No scientific consensus
In sum, there is a moratorium on Bt brinjal because there is no scientific consensus on its safety and efficacy, and because the States and Parliament have profound misgivings about the regulatory system. In recent years, pests have developed resistance to Bt cotton, forcing farmers to spray lethal pesticides. This led to over 50 deaths by pesticide-poisoning in Vidarbha in 2017. A GM-based strategy of pest control is unsustainable, all the more so since farmers, already pressed for land, ignore the government’s recommendation to plant refuge crops.
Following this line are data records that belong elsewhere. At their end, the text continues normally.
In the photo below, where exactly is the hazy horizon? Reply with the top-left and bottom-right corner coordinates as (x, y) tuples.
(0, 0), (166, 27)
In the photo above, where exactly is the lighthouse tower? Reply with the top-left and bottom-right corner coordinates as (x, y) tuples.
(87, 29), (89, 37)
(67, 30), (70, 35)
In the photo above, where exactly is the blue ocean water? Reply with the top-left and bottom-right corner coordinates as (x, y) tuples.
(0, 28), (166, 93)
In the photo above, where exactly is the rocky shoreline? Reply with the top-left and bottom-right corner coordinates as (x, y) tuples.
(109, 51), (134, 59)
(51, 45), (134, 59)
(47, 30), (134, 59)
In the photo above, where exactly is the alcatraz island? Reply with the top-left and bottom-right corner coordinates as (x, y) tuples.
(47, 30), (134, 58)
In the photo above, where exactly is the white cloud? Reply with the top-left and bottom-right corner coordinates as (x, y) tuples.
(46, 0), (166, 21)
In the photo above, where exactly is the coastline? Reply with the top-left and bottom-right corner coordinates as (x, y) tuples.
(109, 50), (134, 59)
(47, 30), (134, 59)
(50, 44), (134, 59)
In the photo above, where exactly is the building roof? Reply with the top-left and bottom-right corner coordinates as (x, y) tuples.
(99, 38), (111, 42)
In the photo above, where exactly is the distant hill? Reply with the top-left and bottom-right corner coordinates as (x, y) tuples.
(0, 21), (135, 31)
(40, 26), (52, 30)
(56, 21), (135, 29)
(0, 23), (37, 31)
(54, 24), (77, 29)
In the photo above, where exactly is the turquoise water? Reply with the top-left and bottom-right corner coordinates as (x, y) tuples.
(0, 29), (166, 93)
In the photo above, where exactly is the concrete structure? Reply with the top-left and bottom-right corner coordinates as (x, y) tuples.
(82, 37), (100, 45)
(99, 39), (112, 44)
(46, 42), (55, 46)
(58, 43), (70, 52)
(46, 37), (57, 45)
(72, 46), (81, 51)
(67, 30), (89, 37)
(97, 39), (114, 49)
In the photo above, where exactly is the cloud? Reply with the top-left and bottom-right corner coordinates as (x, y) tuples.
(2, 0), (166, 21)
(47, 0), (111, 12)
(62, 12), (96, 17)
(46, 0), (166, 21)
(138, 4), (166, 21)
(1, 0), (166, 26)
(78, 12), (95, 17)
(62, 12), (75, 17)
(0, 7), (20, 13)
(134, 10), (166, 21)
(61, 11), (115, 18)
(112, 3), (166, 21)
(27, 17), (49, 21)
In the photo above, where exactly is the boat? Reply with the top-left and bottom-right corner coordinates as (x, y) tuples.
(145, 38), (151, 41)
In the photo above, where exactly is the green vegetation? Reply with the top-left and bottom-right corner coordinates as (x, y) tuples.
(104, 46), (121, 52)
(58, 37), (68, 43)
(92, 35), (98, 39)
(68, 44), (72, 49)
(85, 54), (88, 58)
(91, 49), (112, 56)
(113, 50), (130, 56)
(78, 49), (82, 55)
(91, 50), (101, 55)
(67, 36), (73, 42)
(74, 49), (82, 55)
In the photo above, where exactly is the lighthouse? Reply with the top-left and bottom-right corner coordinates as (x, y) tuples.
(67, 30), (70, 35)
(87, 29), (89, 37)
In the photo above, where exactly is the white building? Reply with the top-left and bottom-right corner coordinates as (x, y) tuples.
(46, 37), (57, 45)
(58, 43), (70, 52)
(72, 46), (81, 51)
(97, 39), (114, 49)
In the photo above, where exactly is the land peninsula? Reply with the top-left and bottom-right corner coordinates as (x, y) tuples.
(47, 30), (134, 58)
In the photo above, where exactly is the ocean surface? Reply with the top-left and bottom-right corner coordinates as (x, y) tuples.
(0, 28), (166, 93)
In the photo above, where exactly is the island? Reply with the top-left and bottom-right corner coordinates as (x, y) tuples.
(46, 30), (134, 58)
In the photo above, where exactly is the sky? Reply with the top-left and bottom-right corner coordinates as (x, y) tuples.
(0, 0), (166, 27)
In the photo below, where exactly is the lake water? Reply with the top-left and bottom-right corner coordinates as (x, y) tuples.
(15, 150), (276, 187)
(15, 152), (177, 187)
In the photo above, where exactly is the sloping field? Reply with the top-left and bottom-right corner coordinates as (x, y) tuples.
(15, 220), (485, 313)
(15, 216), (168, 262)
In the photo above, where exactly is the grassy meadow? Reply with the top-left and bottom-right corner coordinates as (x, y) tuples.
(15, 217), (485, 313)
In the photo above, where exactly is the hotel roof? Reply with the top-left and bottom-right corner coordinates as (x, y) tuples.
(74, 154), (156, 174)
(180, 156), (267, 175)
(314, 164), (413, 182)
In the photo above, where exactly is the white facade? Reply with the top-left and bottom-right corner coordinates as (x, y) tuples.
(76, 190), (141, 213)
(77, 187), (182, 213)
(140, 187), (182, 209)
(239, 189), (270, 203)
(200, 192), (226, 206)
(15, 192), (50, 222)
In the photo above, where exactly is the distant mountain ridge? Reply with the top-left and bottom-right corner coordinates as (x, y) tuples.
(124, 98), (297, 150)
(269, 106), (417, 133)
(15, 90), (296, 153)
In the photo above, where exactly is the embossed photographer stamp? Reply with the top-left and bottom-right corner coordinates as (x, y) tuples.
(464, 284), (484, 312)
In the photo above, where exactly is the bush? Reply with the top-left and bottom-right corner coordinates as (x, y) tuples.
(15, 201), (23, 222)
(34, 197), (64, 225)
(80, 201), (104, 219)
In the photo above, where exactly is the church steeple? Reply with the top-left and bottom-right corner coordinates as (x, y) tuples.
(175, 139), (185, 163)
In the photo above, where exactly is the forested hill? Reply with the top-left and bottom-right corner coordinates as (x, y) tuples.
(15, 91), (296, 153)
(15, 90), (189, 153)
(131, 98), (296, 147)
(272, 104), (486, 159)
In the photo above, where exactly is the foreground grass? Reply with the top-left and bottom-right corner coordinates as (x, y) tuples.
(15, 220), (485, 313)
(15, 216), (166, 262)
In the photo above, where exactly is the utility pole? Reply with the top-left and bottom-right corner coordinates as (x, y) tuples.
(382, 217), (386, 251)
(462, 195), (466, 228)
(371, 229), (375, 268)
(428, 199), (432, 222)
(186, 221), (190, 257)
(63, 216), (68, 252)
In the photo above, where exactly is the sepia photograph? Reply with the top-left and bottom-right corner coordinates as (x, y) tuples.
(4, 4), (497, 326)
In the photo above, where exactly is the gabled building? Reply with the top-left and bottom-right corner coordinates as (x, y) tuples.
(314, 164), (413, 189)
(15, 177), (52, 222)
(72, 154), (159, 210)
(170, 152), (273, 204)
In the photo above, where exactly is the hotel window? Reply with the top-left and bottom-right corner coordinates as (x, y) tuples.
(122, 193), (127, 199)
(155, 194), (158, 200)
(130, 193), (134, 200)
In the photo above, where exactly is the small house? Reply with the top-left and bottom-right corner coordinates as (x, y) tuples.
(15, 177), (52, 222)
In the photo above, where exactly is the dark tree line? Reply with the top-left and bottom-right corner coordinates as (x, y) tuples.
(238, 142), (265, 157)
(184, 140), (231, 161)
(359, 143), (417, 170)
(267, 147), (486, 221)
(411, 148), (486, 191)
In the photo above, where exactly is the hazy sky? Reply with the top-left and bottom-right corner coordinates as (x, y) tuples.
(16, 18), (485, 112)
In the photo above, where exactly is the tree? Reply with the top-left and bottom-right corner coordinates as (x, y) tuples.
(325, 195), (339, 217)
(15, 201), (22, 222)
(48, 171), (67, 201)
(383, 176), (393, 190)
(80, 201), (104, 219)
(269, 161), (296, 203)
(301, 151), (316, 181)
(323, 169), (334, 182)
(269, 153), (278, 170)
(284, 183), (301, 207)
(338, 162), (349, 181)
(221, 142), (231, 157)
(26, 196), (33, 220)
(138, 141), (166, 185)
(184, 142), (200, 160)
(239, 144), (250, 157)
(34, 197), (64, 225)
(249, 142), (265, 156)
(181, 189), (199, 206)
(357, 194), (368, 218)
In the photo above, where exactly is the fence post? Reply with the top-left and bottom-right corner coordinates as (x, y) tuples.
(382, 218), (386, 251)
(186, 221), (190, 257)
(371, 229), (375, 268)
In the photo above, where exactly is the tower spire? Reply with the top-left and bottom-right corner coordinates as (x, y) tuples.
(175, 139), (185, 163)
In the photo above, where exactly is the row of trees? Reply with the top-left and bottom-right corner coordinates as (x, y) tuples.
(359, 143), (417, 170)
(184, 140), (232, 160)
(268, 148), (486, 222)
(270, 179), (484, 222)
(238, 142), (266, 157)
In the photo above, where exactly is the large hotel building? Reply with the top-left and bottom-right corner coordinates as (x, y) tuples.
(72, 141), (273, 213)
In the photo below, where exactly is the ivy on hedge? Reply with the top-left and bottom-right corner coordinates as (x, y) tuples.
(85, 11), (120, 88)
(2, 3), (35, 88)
We cannot wish all these concerns away simply because some farmers want to try Bt brinjal, or farmers in Bangladesh have been cultivating Bt brinjal since 2013. Farmers do not and cannot assess long-term impacts on ecology and health, which needs more rigorous and sensitive studies than those conducted so far. Yet, in the nine years since the moratorium, there has hardly been any progress toward addressing these issues. If anything, the problem of sustainable, remunerative farming has become more acute, and alternative strategies such as organic and zero budget natural farming, which do not allow GM seeds, are gaining ground.
At the very least, the government must detail the steps it has taken since 2010 to address the scientific lacunae, clarify precisely how Bt brinjal will benefit farmers, put the infrastructure to ensure labelling into place, and demonstrate how Bt brinjal fits in with sustainable farming and biodiversity conservation. As things stand, Bt brinjal runs counter to the framework for agricultural development and farmers’ well-being devised by parliamentary panels and the government’s own task forces and expert committees.